The scientists considered an environment of 20 °C for the fluid, 50% relative humidity, 15 °C at the ground, and 34 °C for the human mouth.
“We aimed to approximate as much as possible a real situation in winter/spring seasons. Further investigation is required to quantify the effects of ground surface temperature as well as relative humidity and ambient air temperature,” the study said.
The scientists agreed that more studies needed to be done to understand the behaviour of fluid droplets in indoor environments, where air conditioning significantly affects the particle movement through air.

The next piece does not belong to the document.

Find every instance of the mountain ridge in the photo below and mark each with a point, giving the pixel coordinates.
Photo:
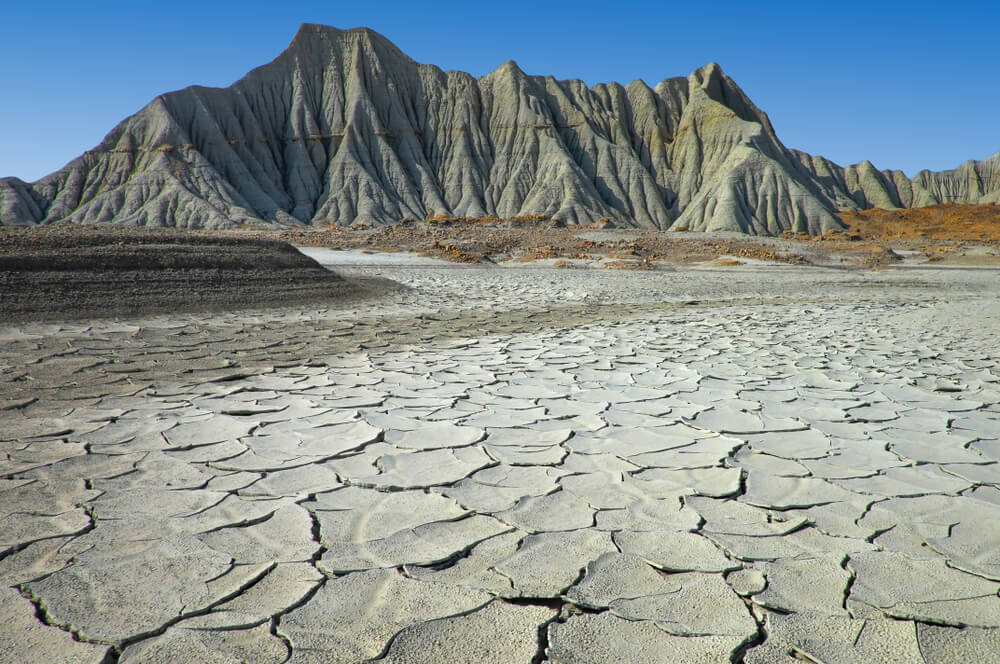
(343, 128)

“We need to understand the droplet evaporation more deeply, especially at different environmental conditions. It is work in progress,” said Drikakis.
“It is worth investigating the behaviour of saliva in indoor environments, where air conditioning systems may have significant effects on the movement of particles through the air,” he added.
Transmission of the coronavirus through speech and cough droplets, especially in public spaces and crowded environments, has been a major area of concern for policy makers and governments. Globally, research has shown that the virus spreads easily in an aerosol form, and even through speech.
Experts said that this study added to earlier literature that under normal conditions, micro droplets can easily travel up to a distance of about 6 meters.
Ajit Mohan Srivastava, a professor at the Institute of Physics, Bhubaneswar, said that normal outside conditions with motion of vehicles, especially during summers in India, have winds changing directions, even having upward drifts resulting from the hot ground. “Such drifts will make the droplet cloud fly higher, and hence travel to larger distances (even larger than 6 metres),” he said.
“One should realize that these droplets resulting from coughing, sneezing, or even talking or breathing are micro droplets quite like the droplets in clouds, fog and mist (size varying from tens to hundreds microns). We all have seen how fog, mist, or cloud, can keep floating in the air, even rising higher with slight upward wind drift. Imagine that all these droplets are carrying infection for the case of coughing from an infected person,” he added.
One important distinction for India, he said, was that with much higher temperatures (until rains start), droplet evaporation will be much faster than in the study of the paper. “Thus smaller droplets will evaporate away, hopefully making transmission less effective. In places like Delhi, where humidity is much lower than the 50% considered in the study, again droplet evaporation will be stronger, hence transmission less effective. But in coastal places, where humidity is generally very high, evaporation will be much less effective, so transmission will be more effective,” he said.
The most important distinction, according to him, was that when people are walking around and vehicles moving, wind pattern is never uniform or horizontal. “Any change in wind direction, especially upward drifts may dramatically increase the droplet transmission distance. In this situation, I will not rule out the possibility that droplet clouds can float in the air for very long time, basically travelling every where inside the room.”